O Núcleo de Pneumologia Sanitária (NPS), da Diretoria de Vigilância Epidemiológica (Divep), é responsável por conduzir e descentralizar todas as ações de controle de tuberculose no DF, especialmente para a rede de Serviços da Atenção Básica à Saúde da SES, considerada uma das melhores do País. O que faz com que o programa seja o mais bem avaliado pelo Ministério da Saúde.

Os resultados dos principais indicadores apontam que a taxa da incidência da tuberculose no DF, em 2011, foi estimada em 11,8 (por 100 mil habitantes), a menor dentre as 27 Unidades da Federação e três vezes menor do que a média nacional, de 37,1. Por conta disso, o programa foi homenageado durante o V Encontro Nacional de Tuberculose (maio/2012), pelo relevante trabalho desenvolvido para o controle da tuberculose no DF e no Brasil.
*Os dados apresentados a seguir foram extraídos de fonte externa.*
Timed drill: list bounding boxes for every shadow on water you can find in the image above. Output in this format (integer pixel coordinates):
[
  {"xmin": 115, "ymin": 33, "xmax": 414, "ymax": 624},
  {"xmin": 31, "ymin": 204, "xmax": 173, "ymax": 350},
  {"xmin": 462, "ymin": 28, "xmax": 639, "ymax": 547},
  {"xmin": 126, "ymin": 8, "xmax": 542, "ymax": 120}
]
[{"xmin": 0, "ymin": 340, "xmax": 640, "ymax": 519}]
Além da qualidade do serviço de controle da tuberculose oferecido à população do Distrito Federal, o Hospital Regional do Gama (HRG) é referência na região centro-oeste no atendimento a doença, recebendo inúmeros pacientes de outros estados. O programa de tuberculose do HRG conta com 22 leitos reservados para os casos que necessitem de internação, três ambulatórios semanais para acompanhamentos dos pacientes e investigação dos comunicantes.

Doença

A tuberculose é uma doença causada pelo bacilo de Koch (Mycobacterium tuberculosis) que afeta vários órgãos do corpo, mas principalmente os pulmões. É transmitida pelo ar, quando a pessoa tosse, fala ou espirra. Os principais sintomas são tosse prolongada (por mais de três semanas) com ou sem catarro, cansaço, emagrecimento, febre (noturna) e suor noturno. Em 1993, a OMS declarou a tuberculose como uma emergência global.

Desde 2003, a doença é prioridade do governo federal. Com isso, houve o fortalecimento da descentralização das ações de atenção ao paciente, que fez com que mais municípios assumissem seu papel no controle da tuberculose.

Entre os grupos mais vulneráveis, ou sob risco maior de contrair a tuberculose, encontra-se a população que vive em situação de rua, população privada de liberdade e também a população indígena. Com isso, fica o alerta para uma maior interação da sociedade civil em garantir a sustentabilidade dessas ações de controle às classes sociais menos favorecidas.